Русские сказки - Роман Злотников
Шрифт:
Интервал:
Закладка:
— У вас прямо-таки религиозная вера в военные способности князя, но если он так хорош, — на миг установилась тишина, наверное, полковник затянулся сигаретой, потому что в беседке засветился крохотный красноватый огонек, — то почему о нем до сих пор ничего не было слышно? Он уже не юнец, и если в нем так велика склонность к авантюрам на чужой стороне, то хоть какие-нибудь сведения о нем должны были бы уже появиться.
Капитан ответил не сразу:
— Я не знаю, полковник. Одно время меня самого мучили подобные вопросы, но затем я решил оставить их на потом. Одно могу сказать точно — я готов молиться каким угодно богам, что он ВМЕСТЕ с нами, а не ПРОТИВ нас. И… пойдемте спать, завтра будет тяжелый день.

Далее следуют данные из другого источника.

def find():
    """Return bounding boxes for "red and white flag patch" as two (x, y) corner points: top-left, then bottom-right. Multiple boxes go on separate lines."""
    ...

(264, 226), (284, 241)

Князь увидел, как капитан вышел из беседки и, пройдя по тропинке, скрылся в доме. Полковник сделал еще несколько затяжек и, пробормотав:
— Хотел бы я быть уверен в том, что мы его переживем, — тоже поднялся на ноги и последовал за капитаном.
* * *Денек выдался солнечный. Князь проснулся на рассвете и до завтрака успел съездить на двуколке к упавшему вчера аэроплану. Он довольно удачно спланировал, приземлившись на дальние городские огороды и при этом всего лишь подломив одну стойку шасси и оборвав тяги правого руля высоты. Князь распорядился оттащить аэроплан в железнодорожные мастерские и попытаться произвести ремонт. Слава богу, в этом мире пока еще была абсолютно непопулярна идея ночных атак, да к тому же, имея такой перевес в силах, «соратники» чувствовали себя слишком уверенно, чтобы заниматься сомнительными экспериментами. Так что они с капитаном и полковником успели спокойно позавтракать и с удобством добраться к траншеям на пролетке.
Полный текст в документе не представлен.